5 yr anniversary: Rescued puppies galore at Paws Throughout Pittsburgh on Saturday in Tarentum
There is nothing like a parking lot for homeless puppies on a Saturday in Tarentum.
But it’s a typical event at Paws Across Pittsburgh, which is celebrating its fifth year of animal rescue and now surpasses more than 2,000 dogs and 740 cats.
Paws Across Pittsburgh is a non-profit organization that brings animals directly to foster homes. There is no protection. However, some cats are kept at the organization’s Tarentum headquarters before being cared for.
On Saturday, the rescue received about 27 animals, including 20 puppies, seven older dogs and four cats. They came from animal shelters in West Virginia, Kentucky and Ohio, said Jackie Armor, president of Paws Over Pittsburgh.
Many are puppies whose mothers were unlucky, such as being hit by a car. The older dogs may have been strays, kept outside, or have a medical problem.
“Every Saturday when we do it, it’s emotional,” said Armor. The rescue develops plans and programs to help the animals with special needs.
Buffalo Township’s Marcie Metnick was on site Saturday with one of the special cases of the rescue, Hoxie, a bulldog that was thrown out of a car last year. Fortunately, he was not injured in the incident; However, he was infested with fleas, which led to health complications.

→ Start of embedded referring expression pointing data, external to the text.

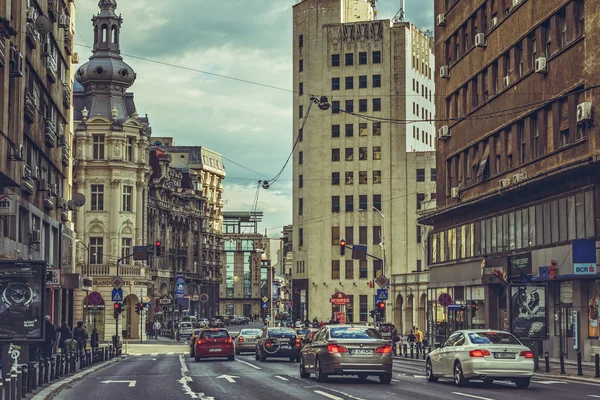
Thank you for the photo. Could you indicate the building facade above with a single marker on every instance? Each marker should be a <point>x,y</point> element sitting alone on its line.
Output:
<point>112,172</point>
<point>35,140</point>
<point>517,159</point>
<point>355,173</point>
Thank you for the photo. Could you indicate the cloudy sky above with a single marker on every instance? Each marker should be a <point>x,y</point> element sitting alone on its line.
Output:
<point>248,124</point>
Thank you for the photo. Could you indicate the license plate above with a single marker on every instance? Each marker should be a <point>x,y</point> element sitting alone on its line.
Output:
<point>361,352</point>
<point>504,355</point>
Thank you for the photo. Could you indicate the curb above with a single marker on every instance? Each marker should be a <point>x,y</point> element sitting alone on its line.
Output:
<point>55,388</point>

Metnick nursed Hoxie, took the dog to the vet and rehabilitated him.
“He’s the love of my life,” said Metnick of the dog she has now taken in permanently. “Hoxie is the most lovable and grateful dog.”
There are a lot more hoxie stories out there.
In the past five years, grassroots organization has gone from picking up a few dogs in a couple of cars to owning a large van to rendezvous with ambulances from other states.
Paws Across Pittsburgh fills an important niche: some of the animals, like puppies, elderly and disabled dogs, don’t always get along well in large animal shelters.
For example, some of the puppies rescued on Saturday need to be bottle-fed every two hours, said Yvonne McAvoy of Cheswick, a longtime volunteer who works on the charity’s website and fundraiser in addition to caring for animals.
Such a daunting feeding chore can best be done by a care owner in their home.
It’s the cadre of roughly 80 volunteers who care for dogs, take them to the vet, and learn about what makes the precision and success of keeping the pets in permanent homes, Armor said.
The nonprofit tries to make it easy for a foster pet owner by providing supplies, food, paying veterinary bills, and other assistance, McAvoy said.
“All you have to do is take in the animal and love it,” she said.
In addition, Paws Across Pittsburgh offers other programs to help pets find and live the best possible home, such as: B. Paying for older dogs after they have been adopted by their new owners. There is also another program for pet owners who can give away their pet temporarily while volunteers care for the pet for free while the pet owner deals with a home or health issue.
“We have sent approximately 60 pets through our Dolly’s Dogs program for disabled and handicapped dogs,” added Armor.
The non-profit organization is known for its special casework for dogs and cats.
On Friday evening, they were informed of a dog that was hit by a car without identification tags or a chip. They plan to work with this animal in the near future, she said.